☆ 「電流と電圧の違い」の資料 ☆

 

☆電流と電圧,一字違いで大違い

  電流 電圧
電気を水に例えると・・・ 流れる水の量 流れる水の高さ
電気を車の流れに例えると・・・ 通る車の台数 通る車の速さ
本来の意味 電気の流れる量そのもの 電流を流そうとする働き
単位 A(アンペア) V(ボルト)
回路の中ではかる地点 1点で測る 2点で測る
計測器のつなぎ方 回路を切ってつなぐ
(回路に割り込むかたち)
(直列につなぐ)
回路を切らないでつなぐ
(回路にそえるかたち)
(並列につなぐ)

 

 

 「電流」は,流れる量そのものなのでわかりやすいのですが,「電圧」の理解はたいへんです。

参考書などでは,「水流モデル」がよく使われます。やはり,電気のように,なかなか目に見えないものは,

「例え話」を使うと,理解が少し進むことがあります。

 本来,電気は,電子の動きによるものですから,一番近い例えは,上から2段目の「車」かも知れません。

電子を車に例えると,
 
 ・電流 : 単位時間に測定場所を通過する「車の台数」 

        ( 電子で言えば電子の個数 )
        ( 1A = 約6×1018個の電子が1秒間に通過する電流)


 ・電圧 : 電子の位置エネルギー(ポテンシャル)→位置エネルギーから得られる「車の速度」

        ( 電子は電圧がかかっている場所(電場)で加速される )

 

☆単1乾電池と単3乾電池は電圧が同じなのに値段がちがう 

 電圧の問題は,日常生活に及びます。本来,電池の電圧は,両極に使われている材料の種類によって決まります。
ですから,構造が同じ単1乾電池も単3乾電池も電圧は1.5Vです。しかし,同じ電圧の乾電池でも,値段や用途が違います。

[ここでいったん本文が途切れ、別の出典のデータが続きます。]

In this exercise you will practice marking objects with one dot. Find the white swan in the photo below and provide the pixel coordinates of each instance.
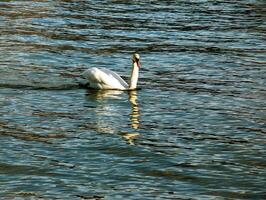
(102, 78)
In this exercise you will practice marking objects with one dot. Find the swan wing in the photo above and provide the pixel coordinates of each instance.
(102, 78)
(116, 76)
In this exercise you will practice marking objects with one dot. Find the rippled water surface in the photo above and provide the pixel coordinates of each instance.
(195, 130)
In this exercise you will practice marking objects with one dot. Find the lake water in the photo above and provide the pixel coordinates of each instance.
(195, 130)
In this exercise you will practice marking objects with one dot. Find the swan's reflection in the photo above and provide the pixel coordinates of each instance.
(104, 94)
(106, 112)
(135, 111)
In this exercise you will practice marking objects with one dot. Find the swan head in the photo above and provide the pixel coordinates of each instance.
(136, 59)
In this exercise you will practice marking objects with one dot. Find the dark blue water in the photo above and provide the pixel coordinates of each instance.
(195, 130)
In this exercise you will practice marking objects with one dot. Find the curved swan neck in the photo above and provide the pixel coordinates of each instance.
(134, 76)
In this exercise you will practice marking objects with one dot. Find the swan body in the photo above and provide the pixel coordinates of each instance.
(102, 78)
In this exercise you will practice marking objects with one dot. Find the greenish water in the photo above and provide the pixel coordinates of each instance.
(195, 130)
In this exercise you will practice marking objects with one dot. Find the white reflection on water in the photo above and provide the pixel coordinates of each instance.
(106, 107)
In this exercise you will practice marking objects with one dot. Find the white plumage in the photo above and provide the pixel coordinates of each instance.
(102, 78)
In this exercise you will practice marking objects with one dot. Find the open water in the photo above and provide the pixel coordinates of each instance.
(195, 130)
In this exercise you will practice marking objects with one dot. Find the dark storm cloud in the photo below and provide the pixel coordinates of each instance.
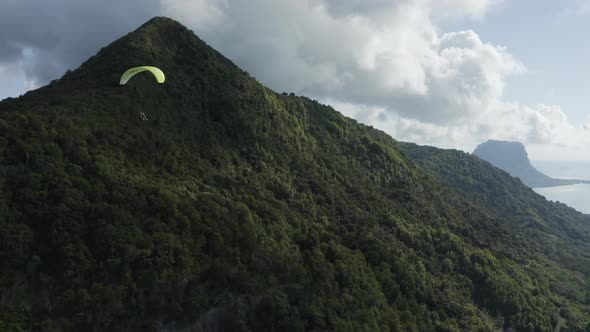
(48, 37)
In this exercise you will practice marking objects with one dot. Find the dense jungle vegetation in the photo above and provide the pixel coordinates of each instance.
(235, 208)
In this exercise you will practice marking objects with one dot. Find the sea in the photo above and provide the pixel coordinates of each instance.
(577, 195)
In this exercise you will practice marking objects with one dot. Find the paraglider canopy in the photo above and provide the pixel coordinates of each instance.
(129, 73)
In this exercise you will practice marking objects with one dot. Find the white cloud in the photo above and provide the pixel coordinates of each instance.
(387, 64)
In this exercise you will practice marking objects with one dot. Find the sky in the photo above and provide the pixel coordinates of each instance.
(448, 73)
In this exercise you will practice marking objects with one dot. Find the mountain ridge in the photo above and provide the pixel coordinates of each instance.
(237, 208)
(513, 158)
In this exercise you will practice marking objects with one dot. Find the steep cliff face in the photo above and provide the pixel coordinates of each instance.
(513, 158)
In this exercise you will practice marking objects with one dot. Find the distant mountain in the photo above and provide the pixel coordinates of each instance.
(513, 158)
(236, 208)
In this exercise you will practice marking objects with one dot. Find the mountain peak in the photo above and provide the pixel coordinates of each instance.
(513, 158)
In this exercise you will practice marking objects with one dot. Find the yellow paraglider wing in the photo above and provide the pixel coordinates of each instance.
(129, 73)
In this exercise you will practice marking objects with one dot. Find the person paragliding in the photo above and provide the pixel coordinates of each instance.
(129, 73)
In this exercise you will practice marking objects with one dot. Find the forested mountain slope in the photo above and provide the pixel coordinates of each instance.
(236, 208)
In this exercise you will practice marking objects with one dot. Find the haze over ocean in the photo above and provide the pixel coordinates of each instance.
(576, 196)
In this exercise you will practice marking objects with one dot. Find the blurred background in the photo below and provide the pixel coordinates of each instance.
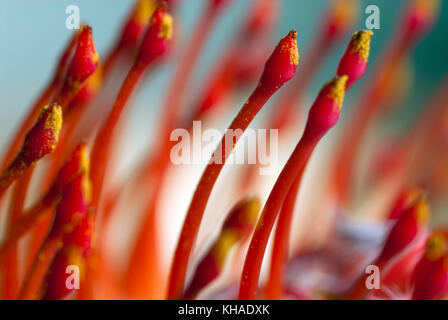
(33, 33)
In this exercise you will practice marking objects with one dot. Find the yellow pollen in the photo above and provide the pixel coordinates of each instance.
(336, 90)
(290, 47)
(436, 246)
(143, 11)
(84, 159)
(54, 120)
(166, 28)
(361, 44)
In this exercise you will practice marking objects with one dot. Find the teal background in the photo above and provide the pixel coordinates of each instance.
(33, 32)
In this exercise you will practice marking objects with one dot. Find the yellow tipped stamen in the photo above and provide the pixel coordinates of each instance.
(290, 47)
(54, 120)
(336, 89)
(436, 246)
(166, 28)
(84, 160)
(144, 10)
(361, 44)
(422, 211)
(86, 187)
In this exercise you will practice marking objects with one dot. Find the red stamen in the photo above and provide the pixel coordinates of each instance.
(238, 225)
(322, 116)
(279, 69)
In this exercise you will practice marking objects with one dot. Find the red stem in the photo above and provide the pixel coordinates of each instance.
(200, 198)
(102, 146)
(274, 287)
(254, 258)
(11, 267)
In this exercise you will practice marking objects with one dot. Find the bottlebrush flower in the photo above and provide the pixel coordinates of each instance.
(48, 215)
(154, 44)
(238, 225)
(157, 36)
(404, 200)
(40, 140)
(77, 164)
(358, 48)
(419, 17)
(70, 211)
(75, 250)
(323, 115)
(409, 226)
(136, 24)
(279, 68)
(430, 277)
(339, 18)
(83, 64)
(354, 61)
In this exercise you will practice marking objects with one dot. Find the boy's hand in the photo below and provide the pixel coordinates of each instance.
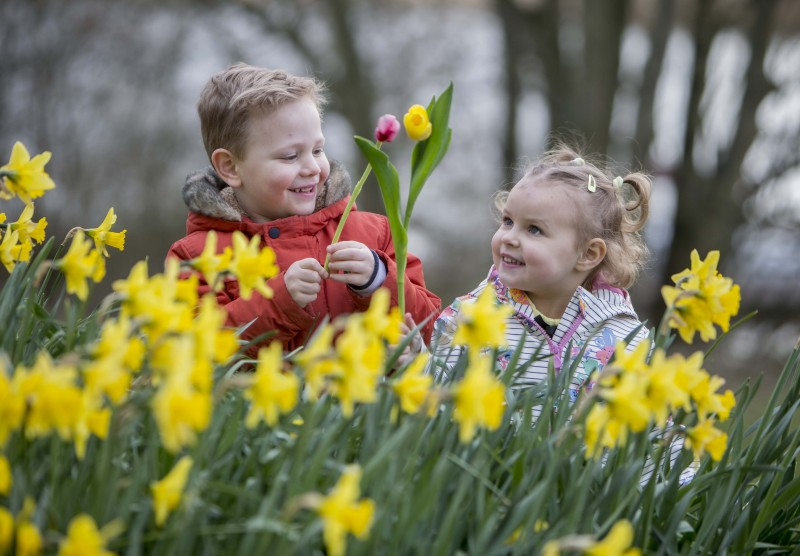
(303, 280)
(351, 263)
(414, 347)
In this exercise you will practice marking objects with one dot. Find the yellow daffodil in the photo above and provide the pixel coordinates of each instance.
(701, 298)
(12, 251)
(25, 176)
(479, 399)
(54, 398)
(79, 264)
(5, 476)
(252, 265)
(29, 540)
(210, 263)
(85, 539)
(160, 303)
(213, 341)
(343, 513)
(272, 392)
(708, 402)
(482, 323)
(705, 437)
(360, 358)
(627, 401)
(603, 430)
(616, 543)
(168, 492)
(27, 228)
(414, 387)
(115, 356)
(318, 361)
(665, 391)
(6, 530)
(104, 237)
(181, 412)
(417, 123)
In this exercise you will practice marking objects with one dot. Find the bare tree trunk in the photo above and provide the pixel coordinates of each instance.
(660, 30)
(694, 218)
(603, 24)
(512, 54)
(708, 211)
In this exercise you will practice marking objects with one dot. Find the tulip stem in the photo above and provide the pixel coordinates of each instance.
(349, 206)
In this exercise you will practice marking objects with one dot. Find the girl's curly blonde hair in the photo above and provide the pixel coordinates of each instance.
(614, 213)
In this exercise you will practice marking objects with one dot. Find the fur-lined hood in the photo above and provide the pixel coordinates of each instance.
(205, 193)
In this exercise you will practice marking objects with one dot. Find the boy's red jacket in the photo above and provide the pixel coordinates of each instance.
(298, 237)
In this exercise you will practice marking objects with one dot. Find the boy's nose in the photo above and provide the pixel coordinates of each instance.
(311, 166)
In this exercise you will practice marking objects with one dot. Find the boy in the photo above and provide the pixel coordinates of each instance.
(271, 178)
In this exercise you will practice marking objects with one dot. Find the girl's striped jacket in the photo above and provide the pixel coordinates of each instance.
(593, 322)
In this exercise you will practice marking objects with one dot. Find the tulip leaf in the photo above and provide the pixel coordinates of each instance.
(389, 183)
(427, 154)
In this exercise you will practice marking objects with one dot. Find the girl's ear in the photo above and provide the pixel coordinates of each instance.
(225, 165)
(593, 254)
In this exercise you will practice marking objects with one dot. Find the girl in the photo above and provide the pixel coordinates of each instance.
(567, 247)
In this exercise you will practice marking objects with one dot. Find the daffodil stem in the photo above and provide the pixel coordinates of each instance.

 電気が「電圧だけで語れる」のなら,電池はよりコンパクトな単3や単4,単5が便利で,単1乾電池など売れるはずがありません。

 しかし,単1乾電池も需要はたくさんあります。実は,単1乾電池と単3乾電池の違いは,流せる「電流」にあります。

 単1は単3より,一度に出せる電流が大きいわけです。

 たくさんの電流が必要なもの(例えばラジコンカーなど)は単3より単1のほうが良い走りをします。
 懐中電灯で単1乾電池を使うものが多いのは,単1が一番長持ちするからです。(体積的にも一番大きい電池が一番長持ちします。)

 

 

 

☆100 Vで感電死,10000 Vで肩こり治療

 

 家庭用コンセントは100 Vです。このコンセントの電気による死亡事故は多数あります。

 しかし,「電子針」などと呼ばれている肩こり治療に使われる電圧は,圧電素子によるものであり,約10000 Vくらいです。

 (電子ライターやガスコンロに使われる火花も同様,圧電素子による火花です。)

 電圧が100倍も違うのに,100分の1小さいのコンセントの方が危険なのはなぜでしょうか。

 これは,圧電素子からでる火花は,電圧は高いのですが,流れる電流は大変小さいからなのです。

 一方,圧電素子の電流は[μA] レベルです。

 

 人間が感電死するのは,50 mA流れたときと言われます。

 電圧が高く,体内に電流が流れても,電流値が低くければ,事故にならずにすむことがあります。

 

 人間のからだの電気抵抗は,約10万 Ω(右手の先から左手の先)としますと,
 オームの法則から,致死電圧 = 10万 Ω × 50 mA = 5000 Vということになります。

 (ただし,50 mA流すことができる電源の場合)


 しかし,水仕事をしたり,汗をかいた状態など,抵抗値が小さい場合は,5000V以下でも危険な場合がたくさんあります。

 コンセントは,100 Vですが,使い方によってはたいへん危険なものなのです。

 電圧と電流の正しい理解が日常生活のいろいろな場面で必要になってきます。